The same program might take f(n)*10 seconds on a much slower machine, but that's still O(f(n)).在慢得多的机器上，相同的程序可能需要 f(n)*10 秒，但这仍然是 O(f(n))。

Some machine could have different hardware, so it's faster at, say, floating point math, but slower at memory access.有些机器可能有不同的硬件，所以它在浮点数学上更快，但在 memory 访问时更慢。 The time it takes to run your program on that machine may be faster or slower, depending on the specific input, but it will still be O(f(n)).在该机器上运行程序所需的时间可能会更快或更慢，具体取决于特定的输入，但它仍然是 O(f(n))。

The time it takes to run a program depends on a lot of things, but the asymptotic complexity is a property of the algorithm itself.运行程序所需的时间取决于很多因素，但渐近复杂度是算法本身的属性。 That's why we use it to evaluate algorithms.这就是我们使用它来评估算法的原因。

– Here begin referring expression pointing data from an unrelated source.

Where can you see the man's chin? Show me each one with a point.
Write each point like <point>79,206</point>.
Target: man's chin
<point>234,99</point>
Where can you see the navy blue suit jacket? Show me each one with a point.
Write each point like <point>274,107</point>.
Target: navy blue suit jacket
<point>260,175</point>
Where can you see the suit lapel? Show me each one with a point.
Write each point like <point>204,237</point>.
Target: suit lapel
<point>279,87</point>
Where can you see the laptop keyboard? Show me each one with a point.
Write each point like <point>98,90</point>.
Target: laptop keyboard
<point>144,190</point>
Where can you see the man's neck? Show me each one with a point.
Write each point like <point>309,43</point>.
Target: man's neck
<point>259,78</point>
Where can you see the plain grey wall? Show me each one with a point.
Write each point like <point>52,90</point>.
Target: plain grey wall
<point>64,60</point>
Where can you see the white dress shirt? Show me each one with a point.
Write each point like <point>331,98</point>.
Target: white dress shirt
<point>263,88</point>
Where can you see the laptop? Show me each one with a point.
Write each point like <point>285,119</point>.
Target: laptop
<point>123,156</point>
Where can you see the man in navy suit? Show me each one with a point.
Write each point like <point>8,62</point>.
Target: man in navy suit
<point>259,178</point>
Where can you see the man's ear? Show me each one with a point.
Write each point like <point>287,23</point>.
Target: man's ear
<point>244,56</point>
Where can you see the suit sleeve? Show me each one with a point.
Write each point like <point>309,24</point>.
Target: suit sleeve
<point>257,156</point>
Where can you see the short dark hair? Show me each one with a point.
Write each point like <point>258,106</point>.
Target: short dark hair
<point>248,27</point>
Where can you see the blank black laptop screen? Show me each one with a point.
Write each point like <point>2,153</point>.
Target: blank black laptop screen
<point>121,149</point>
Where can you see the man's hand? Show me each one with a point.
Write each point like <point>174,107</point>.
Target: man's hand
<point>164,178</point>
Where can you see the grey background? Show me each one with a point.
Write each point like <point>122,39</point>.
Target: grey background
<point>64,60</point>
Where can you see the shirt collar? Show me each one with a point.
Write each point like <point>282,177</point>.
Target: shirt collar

Because big-O notation tells you about an algorithm's performance independent of the language, compiler/interpreter, or platform being used.因为大 O 表示法告诉您算法的性能与所使用的语言、编译器/解释器或平台无关。 Contrary to popular belief, big-O doesn't predict the run-time.与流行的看法相反，big-O 不能预测运行时间。 Instead, it tells you how the algorithm scales with input.相反，它会告诉您算法如何随输入扩展。 However long it takes for a given size input, an algorithm that has O(n ² ) complexity will asymptotically take 4 times as long if you double the size of the input, 100 times as long if you increase the input by a factor of 10, etc., regardless of your choices of languages, compilers, or platforms.无论给定大小的输入需要多长时间，如果将输入的大小加倍，具有 O(n ² ) 复杂度的算法将渐近花费 4 倍的时间，如果将输入增加 10 倍，则将花费 100 倍的时间等，无论您选择何种语言、编译器或平台。